CIMG1177light.jpgHow many poet laureates does it take... The Dresser is sure you can complete the joke without her help. Former Poet Laureate of the United States Billy Collins (2001-2003) quipped that he and the other Laureates--Rita Dove (1993-1995), Daniel Hoffman (1973-1974), Maxine Kumin (1981-1982), Kay Ryan (2008-2010), Charles Simic (2007-2008) and Mark Strand (1990-1991), who were waiting back stage of the packed Coolidge Auditorium, could certainly handle the job of changing that problematic light bulb. The Dresser thought to herself, the stage looked awfully bare with only one poet luminary on stage at a time, though certainly each was a beacon in his or her own way.

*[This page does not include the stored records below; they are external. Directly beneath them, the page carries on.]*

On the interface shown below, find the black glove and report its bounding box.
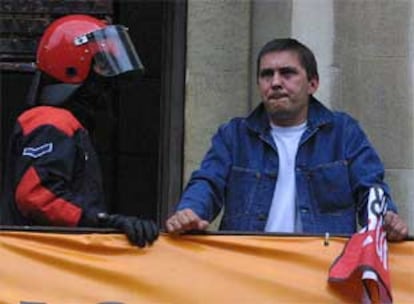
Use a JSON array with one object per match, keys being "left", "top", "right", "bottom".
[{"left": 97, "top": 213, "right": 159, "bottom": 248}]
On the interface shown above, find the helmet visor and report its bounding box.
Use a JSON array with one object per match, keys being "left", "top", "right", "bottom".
[{"left": 78, "top": 25, "right": 144, "bottom": 77}]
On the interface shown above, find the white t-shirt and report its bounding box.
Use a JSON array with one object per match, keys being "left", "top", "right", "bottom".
[{"left": 265, "top": 122, "right": 306, "bottom": 232}]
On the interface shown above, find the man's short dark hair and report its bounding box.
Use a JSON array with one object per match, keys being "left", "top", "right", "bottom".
[{"left": 256, "top": 38, "right": 319, "bottom": 80}]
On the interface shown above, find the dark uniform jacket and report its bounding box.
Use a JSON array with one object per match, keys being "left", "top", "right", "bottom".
[{"left": 0, "top": 106, "right": 106, "bottom": 226}]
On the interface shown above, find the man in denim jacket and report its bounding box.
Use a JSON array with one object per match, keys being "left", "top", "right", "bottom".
[{"left": 166, "top": 39, "right": 408, "bottom": 241}]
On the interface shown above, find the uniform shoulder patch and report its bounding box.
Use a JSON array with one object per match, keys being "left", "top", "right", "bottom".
[{"left": 23, "top": 143, "right": 53, "bottom": 158}]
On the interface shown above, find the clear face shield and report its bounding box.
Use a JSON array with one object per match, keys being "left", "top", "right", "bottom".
[{"left": 74, "top": 25, "right": 144, "bottom": 77}]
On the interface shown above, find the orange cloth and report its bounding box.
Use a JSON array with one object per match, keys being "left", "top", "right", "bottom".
[{"left": 0, "top": 231, "right": 414, "bottom": 304}]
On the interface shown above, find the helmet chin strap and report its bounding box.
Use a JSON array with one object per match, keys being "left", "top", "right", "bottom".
[{"left": 38, "top": 83, "right": 81, "bottom": 106}]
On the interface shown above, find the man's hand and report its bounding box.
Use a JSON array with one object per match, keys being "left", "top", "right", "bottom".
[
  {"left": 384, "top": 211, "right": 408, "bottom": 242},
  {"left": 98, "top": 213, "right": 159, "bottom": 248},
  {"left": 165, "top": 209, "right": 209, "bottom": 233}
]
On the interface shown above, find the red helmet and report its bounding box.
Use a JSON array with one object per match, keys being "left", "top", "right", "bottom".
[{"left": 36, "top": 15, "right": 143, "bottom": 84}]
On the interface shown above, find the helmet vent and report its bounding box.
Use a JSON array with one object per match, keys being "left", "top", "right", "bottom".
[{"left": 66, "top": 67, "right": 77, "bottom": 77}]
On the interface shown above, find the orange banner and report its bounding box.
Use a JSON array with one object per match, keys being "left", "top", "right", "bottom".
[{"left": 0, "top": 231, "right": 414, "bottom": 304}]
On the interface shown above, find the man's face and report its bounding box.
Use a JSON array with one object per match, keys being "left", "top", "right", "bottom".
[{"left": 257, "top": 51, "right": 319, "bottom": 126}]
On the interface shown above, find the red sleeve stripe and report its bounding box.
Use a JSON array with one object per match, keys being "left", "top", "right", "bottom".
[
  {"left": 16, "top": 167, "right": 82, "bottom": 227},
  {"left": 18, "top": 106, "right": 83, "bottom": 136}
]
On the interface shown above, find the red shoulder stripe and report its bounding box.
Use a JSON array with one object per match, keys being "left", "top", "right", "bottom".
[
  {"left": 15, "top": 167, "right": 82, "bottom": 227},
  {"left": 17, "top": 106, "right": 83, "bottom": 136}
]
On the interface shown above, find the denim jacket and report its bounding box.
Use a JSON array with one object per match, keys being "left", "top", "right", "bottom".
[{"left": 177, "top": 97, "right": 396, "bottom": 234}]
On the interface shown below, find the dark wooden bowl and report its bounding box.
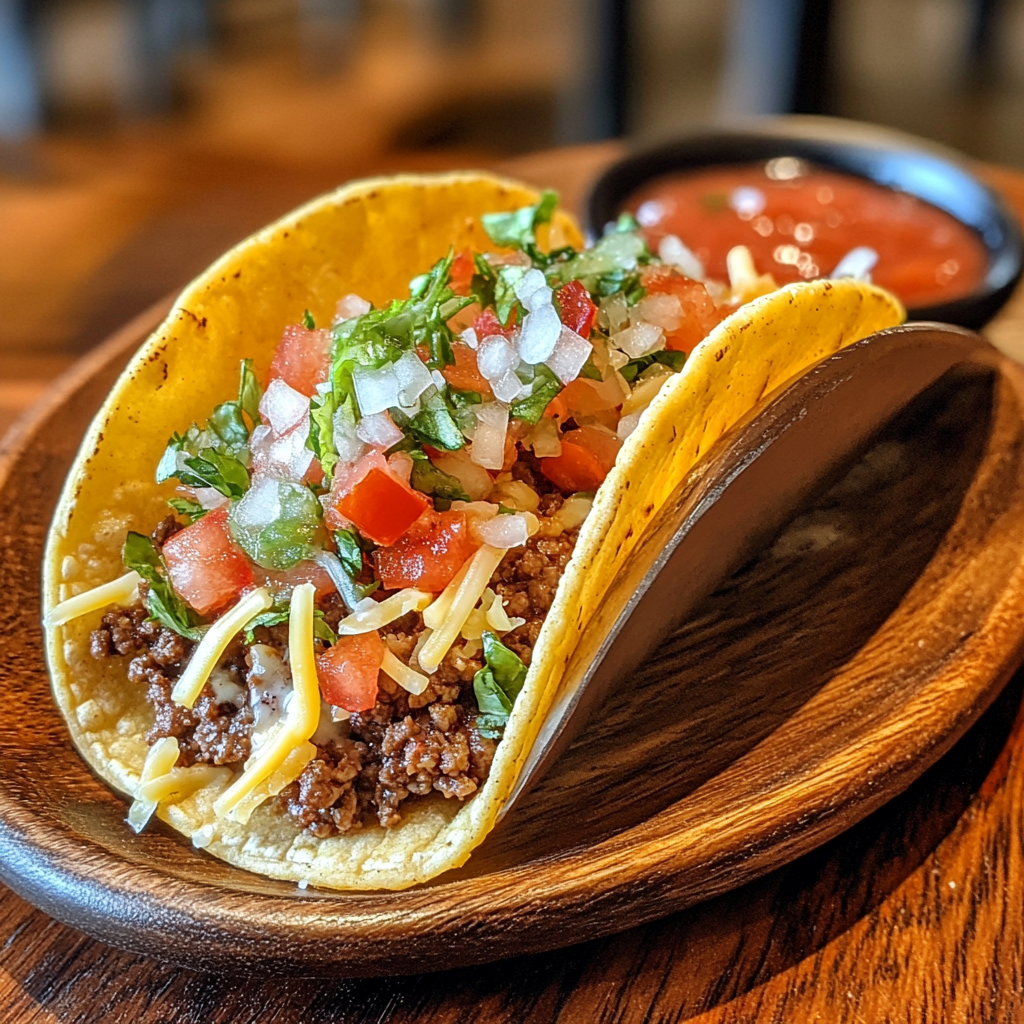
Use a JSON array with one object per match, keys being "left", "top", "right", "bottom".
[{"left": 0, "top": 301, "right": 1024, "bottom": 976}]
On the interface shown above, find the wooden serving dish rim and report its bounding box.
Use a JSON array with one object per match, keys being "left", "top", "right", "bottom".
[{"left": 0, "top": 302, "right": 1024, "bottom": 976}]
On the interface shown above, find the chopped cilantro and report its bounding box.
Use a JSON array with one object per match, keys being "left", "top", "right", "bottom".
[
  {"left": 121, "top": 531, "right": 205, "bottom": 641},
  {"left": 473, "top": 632, "right": 526, "bottom": 739},
  {"left": 167, "top": 498, "right": 209, "bottom": 525},
  {"left": 495, "top": 266, "right": 526, "bottom": 327},
  {"left": 411, "top": 461, "right": 469, "bottom": 502},
  {"left": 157, "top": 359, "right": 260, "bottom": 498},
  {"left": 509, "top": 362, "right": 562, "bottom": 423},
  {"left": 246, "top": 607, "right": 338, "bottom": 644},
  {"left": 618, "top": 349, "right": 686, "bottom": 384},
  {"left": 331, "top": 529, "right": 380, "bottom": 611},
  {"left": 405, "top": 391, "right": 466, "bottom": 452},
  {"left": 480, "top": 188, "right": 558, "bottom": 249},
  {"left": 334, "top": 529, "right": 362, "bottom": 580}
]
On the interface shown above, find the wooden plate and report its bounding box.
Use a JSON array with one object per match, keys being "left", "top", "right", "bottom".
[{"left": 0, "top": 299, "right": 1024, "bottom": 976}]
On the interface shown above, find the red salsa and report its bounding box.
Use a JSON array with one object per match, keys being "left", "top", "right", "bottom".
[{"left": 628, "top": 157, "right": 987, "bottom": 307}]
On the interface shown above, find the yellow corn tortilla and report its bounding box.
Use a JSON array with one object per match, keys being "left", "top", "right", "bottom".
[{"left": 44, "top": 173, "right": 903, "bottom": 889}]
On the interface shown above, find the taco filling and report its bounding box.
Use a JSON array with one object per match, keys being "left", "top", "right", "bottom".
[
  {"left": 46, "top": 193, "right": 775, "bottom": 838},
  {"left": 44, "top": 172, "right": 902, "bottom": 889}
]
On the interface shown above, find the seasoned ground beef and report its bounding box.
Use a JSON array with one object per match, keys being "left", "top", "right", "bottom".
[
  {"left": 91, "top": 507, "right": 577, "bottom": 837},
  {"left": 495, "top": 528, "right": 580, "bottom": 665}
]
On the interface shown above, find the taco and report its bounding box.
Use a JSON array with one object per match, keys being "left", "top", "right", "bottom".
[{"left": 44, "top": 173, "right": 903, "bottom": 889}]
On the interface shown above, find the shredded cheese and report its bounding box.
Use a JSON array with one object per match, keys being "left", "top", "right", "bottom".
[
  {"left": 423, "top": 555, "right": 473, "bottom": 630},
  {"left": 138, "top": 765, "right": 231, "bottom": 804},
  {"left": 43, "top": 569, "right": 142, "bottom": 626},
  {"left": 336, "top": 587, "right": 433, "bottom": 636},
  {"left": 171, "top": 587, "right": 273, "bottom": 708},
  {"left": 126, "top": 736, "right": 180, "bottom": 833},
  {"left": 381, "top": 647, "right": 430, "bottom": 693},
  {"left": 213, "top": 583, "right": 321, "bottom": 823},
  {"left": 224, "top": 740, "right": 316, "bottom": 824},
  {"left": 420, "top": 544, "right": 506, "bottom": 674}
]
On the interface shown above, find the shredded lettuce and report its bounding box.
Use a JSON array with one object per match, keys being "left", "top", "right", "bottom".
[
  {"left": 121, "top": 531, "right": 206, "bottom": 641},
  {"left": 157, "top": 359, "right": 262, "bottom": 498},
  {"left": 473, "top": 632, "right": 526, "bottom": 739},
  {"left": 167, "top": 498, "right": 210, "bottom": 525},
  {"left": 227, "top": 480, "right": 323, "bottom": 570}
]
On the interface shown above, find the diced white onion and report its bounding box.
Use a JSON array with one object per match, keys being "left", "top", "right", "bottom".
[
  {"left": 490, "top": 370, "right": 529, "bottom": 402},
  {"left": 476, "top": 334, "right": 519, "bottom": 381},
  {"left": 335, "top": 292, "right": 371, "bottom": 319},
  {"left": 636, "top": 295, "right": 683, "bottom": 331},
  {"left": 515, "top": 267, "right": 551, "bottom": 312},
  {"left": 657, "top": 234, "right": 705, "bottom": 281},
  {"left": 394, "top": 350, "right": 434, "bottom": 406},
  {"left": 829, "top": 246, "right": 879, "bottom": 282},
  {"left": 476, "top": 514, "right": 529, "bottom": 548},
  {"left": 545, "top": 325, "right": 594, "bottom": 384},
  {"left": 523, "top": 416, "right": 562, "bottom": 459},
  {"left": 472, "top": 401, "right": 509, "bottom": 469},
  {"left": 259, "top": 377, "right": 309, "bottom": 435},
  {"left": 329, "top": 409, "right": 370, "bottom": 462},
  {"left": 352, "top": 362, "right": 399, "bottom": 416},
  {"left": 381, "top": 646, "right": 430, "bottom": 694},
  {"left": 355, "top": 412, "right": 406, "bottom": 449},
  {"left": 725, "top": 246, "right": 758, "bottom": 292},
  {"left": 232, "top": 476, "right": 281, "bottom": 527},
  {"left": 615, "top": 409, "right": 643, "bottom": 441},
  {"left": 611, "top": 321, "right": 663, "bottom": 369},
  {"left": 335, "top": 587, "right": 433, "bottom": 636},
  {"left": 519, "top": 304, "right": 562, "bottom": 365},
  {"left": 598, "top": 292, "right": 630, "bottom": 333},
  {"left": 489, "top": 474, "right": 541, "bottom": 512}
]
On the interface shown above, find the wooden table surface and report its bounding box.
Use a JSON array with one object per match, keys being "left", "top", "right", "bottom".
[{"left": 6, "top": 146, "right": 1024, "bottom": 1024}]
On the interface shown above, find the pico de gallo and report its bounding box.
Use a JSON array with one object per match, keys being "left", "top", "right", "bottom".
[{"left": 50, "top": 193, "right": 775, "bottom": 845}]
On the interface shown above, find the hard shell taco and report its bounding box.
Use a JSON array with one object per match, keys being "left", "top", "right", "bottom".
[{"left": 44, "top": 173, "right": 902, "bottom": 889}]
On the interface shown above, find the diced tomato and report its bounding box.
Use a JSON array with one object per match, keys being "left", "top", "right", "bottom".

The purpose of the evening was to launch The Poets Laureate Anthology, a new collection featuring all 43 poets who rose to national attention from 1937 to the current day as either Consultant in Poetry to the Library of Congress or Poet Laureate Consultant in Poetry. Archibald MacLeish, a poet himself, created the Consultant in Poetry position when he was Librarian of Congress. Elizabeth Hun Schmidt, a former poetry editor at the New York Times Book Review and a professor American literature at Sarah Lawrence College, is the editor of this collection, which is a co-publication of the Library of Congress and W. W. Norton. Billy Collins wrote the foreword.CIMG1170Collins.jpg

What was telling about the evening which was sponsored by the LOC, Norton and Poetry Society of American, was that James Billington, the current Librarian of Congress, and Carolyn T. Brown, Director of the Office of Scholarly Programs, wanted the audience to have fun and invest in their 762-page book featuring some of America's finest poets. Lucky for the Library, the first Laureate of the alphabet for this program was Billy Collins, a popular poet with a flair for showmanship. He immediately said that one of his role models for humor was Howard Nemerov, a poet who served as Consultant in Poetry twice (1963-1964 and 1988-1990). Collins read Nemerov's poem, "Money: An Introductory Lecture." Here is how this poem opens.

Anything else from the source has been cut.